Short-term volatility in the yen spiked in the options market following the G7 statement, rising to 13 percent as of the early afternoon session. If it stays at this level until the close, volatility would be the highest in 1-1/2 years.
The yen late on Monday plunged after U.S. Treasury Undersecretary Lael Brainard said the United States supports Japan's effort to end deflation and stimulate growth. But she clarified that Japan needed to adhere to its G7 commitments on market-determined exchange rates.
Her clarification though was not enough to slow the yen's slide. On Tuesday, there was more back and forth from the G7.
"The G7 statement was misinterpreted. The G7 statement signaled concern about excess moves in the yen," the official said on Tuesday. "The G7 is concerned about unilateral guidance on the yen. Japan will be in the spotlight at the G20 in Moscow this weekend."
The official was referring to a meeting of the Group of 20 finance ministers in Moscow this Friday and Saturday.
The G7 said it remained committed to market-determined exchange rates and that fiscal and monetary policies must not be directed at devaluing currencies.
George Dowd, head of foreign exchange at Newedge in Chicago, said while he does not believe that there will be any statement condemning yen weakness, comments out of Japan for the rest of the week could further support the Japanese currency ahead of the G20 meeting.
"I would be surprised to see new highs in dollar/yen above 94.07 this week and thus would look for low risk spots to establish short trading positions in the short term."
The dollar last traded at 93.54 yen, down 0.9 percent on the day. That was below Monday's high of 94.42 yen, which was its strongest since May 2010. The greenback though has risen 7.8 percent against the yen so far this year.
BNP Paribas said its technical indicators suggested that the dollar was overvalued against the yen at current levels, with fair value estimated at 91.05 yen.
The euro fell 0.5 percent versus the yen to 125.91 yen. On Feb. 6 it hit a nearly three-year high of 127.71 yen.
The common currency has risen about 10 percent against the yen, leading to strong protests from some European leaders that a strong euro would hurt a fragile economic recovery.
The yen tumbled earlier in the global session after the G7 currency statement, as markets initially thought Japan had received a green light to continue efforts to reflate its economy.
"This sets us up for a very interesting G20 meeting later in the week," said Omer Esiner, chief market analyst at Commonwealth Foreign Exchange in Washington.
"But the scope for a major shift in policy as a result of statements is very limited, especially with the U.S., UK and Japan actively participating in currency devaluation."
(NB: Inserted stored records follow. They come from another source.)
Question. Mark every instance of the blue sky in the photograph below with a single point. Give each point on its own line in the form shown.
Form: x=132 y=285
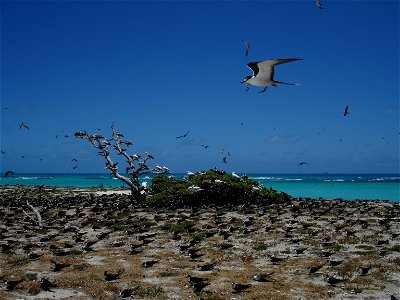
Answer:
x=160 y=69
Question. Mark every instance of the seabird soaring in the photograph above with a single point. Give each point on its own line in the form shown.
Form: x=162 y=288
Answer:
x=318 y=4
x=263 y=72
x=23 y=125
x=247 y=46
x=346 y=111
Strategists said the yen's weakness, driven by the Japanese government's call for aggressive monetary easing to beat deflation, should persist and investors would buy the dollar and the euro on dips, making any yen rebound short-lived.
The euro was up 0.4 percent against the dollar at $1.3464 , benefiting from gains in the Europe's common currency versus the yen. Gains accelerated after European Central Bank President Mario Draghi said talk about currency war is way overdone.
He also said Spain was on the right track towards economic recovery.
Concerns about a bailout for Cyprus, a Spanish political scandal and Italy in the run-up to Feb. 24-25 elections are likely to check gains in the euro.
In European bond markets, Spain sold 5.6 billion euros of 6- and 12-month debt, beating the top end of the target amount, but paid a higher yield on the longer-term paper as a political corruption scandal weighed on shaky confidence.
Italy's debt costs also rose as it sold 8.5 billion euros of one-year paper.
In the United States, the focus will be on the evening's State of the Union address by President Barack Obama for any signs of a deal to avert automatic spending cuts due to take effect on March 1.